Imposto Seletivo (IS) em 2027: Como o novo tributo vai redefinir custos no transporte de cargas e logística
IS em 2027: O que muda no fluxo de caixa das transportadoras já no próximo ano
O Imposto Seletivo (IS), previsto na Lei Complementar 214/2025, entra em vigor em 2027 como parte da Reforma Tributária. Para o setor de transportes, o impacto será direto: combustíveis — principal insumo do segmento — terão incidência do IS, elevando custos operacionais. Enquanto caminhões e veículos de carga estão isentos do tributo, a cadeia logística enfrentará desafios de repasses de preços, gestão de créditos do IVA Dual (CBS + IBS) e novas obrigações acessórias.

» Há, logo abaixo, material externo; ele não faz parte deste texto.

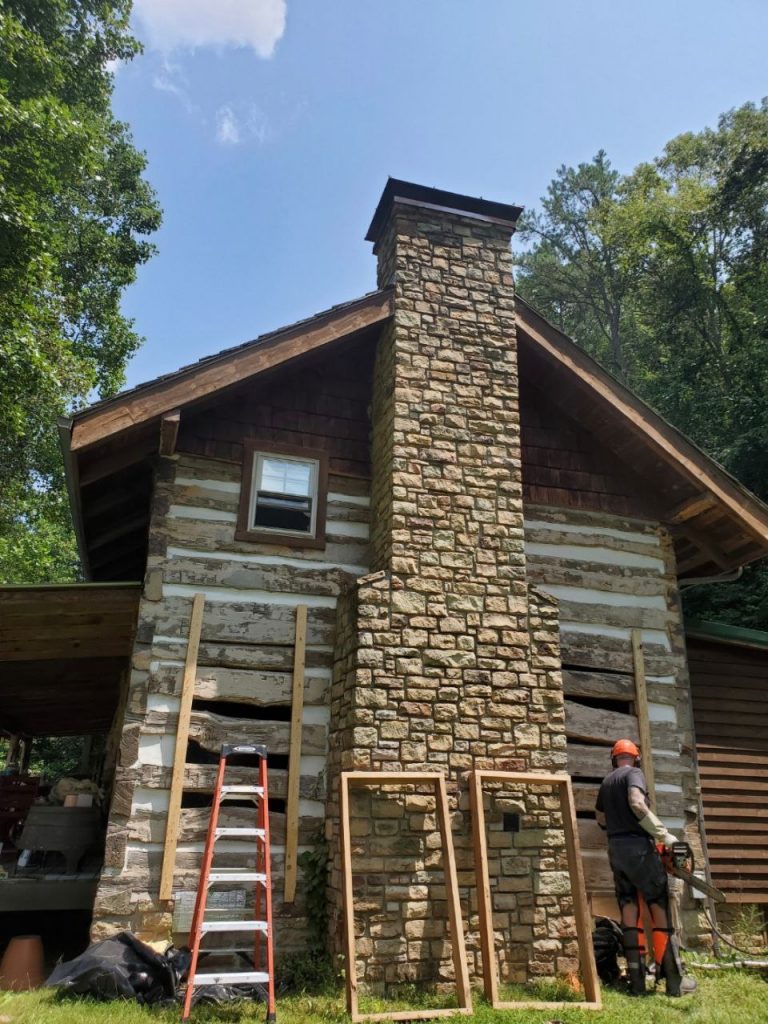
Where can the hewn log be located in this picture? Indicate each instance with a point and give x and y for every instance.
(214, 537)
(200, 778)
(241, 623)
(212, 730)
(596, 724)
(232, 655)
(244, 576)
(591, 650)
(145, 827)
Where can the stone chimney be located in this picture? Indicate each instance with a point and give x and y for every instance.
(445, 657)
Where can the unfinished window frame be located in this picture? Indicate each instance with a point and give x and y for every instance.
(458, 946)
(264, 535)
(576, 873)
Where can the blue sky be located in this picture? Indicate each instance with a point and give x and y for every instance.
(271, 125)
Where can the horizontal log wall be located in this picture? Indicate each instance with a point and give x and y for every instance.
(610, 576)
(243, 689)
(729, 684)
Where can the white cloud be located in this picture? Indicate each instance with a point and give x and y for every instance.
(189, 24)
(227, 126)
(246, 124)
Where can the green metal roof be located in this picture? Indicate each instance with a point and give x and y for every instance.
(726, 634)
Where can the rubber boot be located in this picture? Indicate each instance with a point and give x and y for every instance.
(669, 965)
(635, 960)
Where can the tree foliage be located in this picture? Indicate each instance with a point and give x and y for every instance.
(75, 213)
(663, 275)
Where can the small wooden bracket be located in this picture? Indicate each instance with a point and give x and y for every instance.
(437, 780)
(581, 910)
(169, 425)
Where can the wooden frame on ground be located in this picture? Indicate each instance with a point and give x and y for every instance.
(437, 780)
(581, 912)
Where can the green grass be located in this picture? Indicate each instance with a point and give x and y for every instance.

Como o IS funciona: Monofasia e não-cumulatividade limitada
Diferente do IVA Dual (CBS e IBS), que opera com não-cumulatividade plena e compensação de créditos, o IS é monofásico: incide apenas uma vez na cadeia (produção ou importação) e não gera créditos tributários. Isso significa:
- Combustíveis: Alíquotas ainda não definidas, mas a expectativa é de impacto no diesel e gasolina, com possível repasse para fretes.
- Veículos: Alíquotas variáveis conforme eficiência energética e emissão de gases — elétricos e adaptados para PCDs são isentos.
- Bens minerais: Minérios e derivados terão IS, mas exportações são isentas.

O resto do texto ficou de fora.